TEXTE DE L’ÉPÎTRE.
Chapitre 3 - Les promesses de Dieu ne délivrent pas le Juifs.
1 Quel est donc l'avantage du Juif? Et quelle est l'utilité de la
circoncision? 2 Cet avantage est grand à tout égard. Et d'abord parce que
c'est à eux qu'ont été confiés les divins oracles. 3 Et qu'importe si
quelques-uns n'ont pas cru? Leur infidélité anéantira-t-elle la fidélité de
Dieu ? Certainement pas. 4 Dieu est véridique même si tout homme est menteur,
ainsi qu'il est écrit : Afin que tu sois trouvé juste dans ta parole et que
tu triomphes quand on te juge. 5 Or, si notre injustice met en évidence la justice de
Dieu, que dirons-nous ? Que Dieu est injuste quand il châtie ? 6 (J'ai parlé à
la manière des hommes). Non certes. Autrement comment Dieu pourrait-il juger
ce monde? 7 Car si, par mon mensonge, la vérité de Dieu éclate davantage pour
sa gloire, pourquoi, après cela, suis-je moi-même condamné comme pécheur ? 8
Et pourquoi ne ferions-nous pas le mal (comme à tort d'aucuns disent de nous
et comme certains prétendent que nous-mêmes l'enseignons), afin qu'il en
vienne du bien? Leur damnation sera juste.

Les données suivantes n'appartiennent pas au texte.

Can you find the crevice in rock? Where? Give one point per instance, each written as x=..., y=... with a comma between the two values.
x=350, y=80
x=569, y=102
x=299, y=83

Selon les Écritures, tous, Juifs et Grecs, sont
pécheurs.
9 Quoi donc? Sommes-nous supérieurs à eux? Non, aucunement; nous venons de
prouver que tous, Juifs et Grecs, sont sous le péché, 10 comme il est écrit : "Il n'y a point de
juste, pas même un seul. 11 Pas un seul qui ait l'intelligence. Il n'y a
personne qui cherche Dieu. 12 Tous sont sortis du chemin, ils sont devenus
tous inutiles, il n'y a personne qui fasse le bien, pas un seul. 13 Sépulcre
ouvert est leur gosier, ils tissent des mensonges par leurs langues, un venin
d'aspic est sous leurs lèvres. 14 Leur bouche est pleine de malédictions et
d'amertumes. 15 Ils ont les pieds agiles pour répandre le sang. 16 La
désolation et le malheur sont sur leurs voies. 17 Ils n'ont pas connus les
sentiers de la paix. 18 La crainte de Dieu n'est pas devant leurs yeux".
19 Or nous savons que tout ce que dit la Loi, elle le dit pour ceux qui sont
sous la Loi, afin que toute bouche soit fermée et que le monde entier soit
reconnu coupable devant Dieu. 20 En fait nul homme ne sera justifié devant
lui par les œuvres de la Loi, car la Loi ne fait que donner la conscience du
péché.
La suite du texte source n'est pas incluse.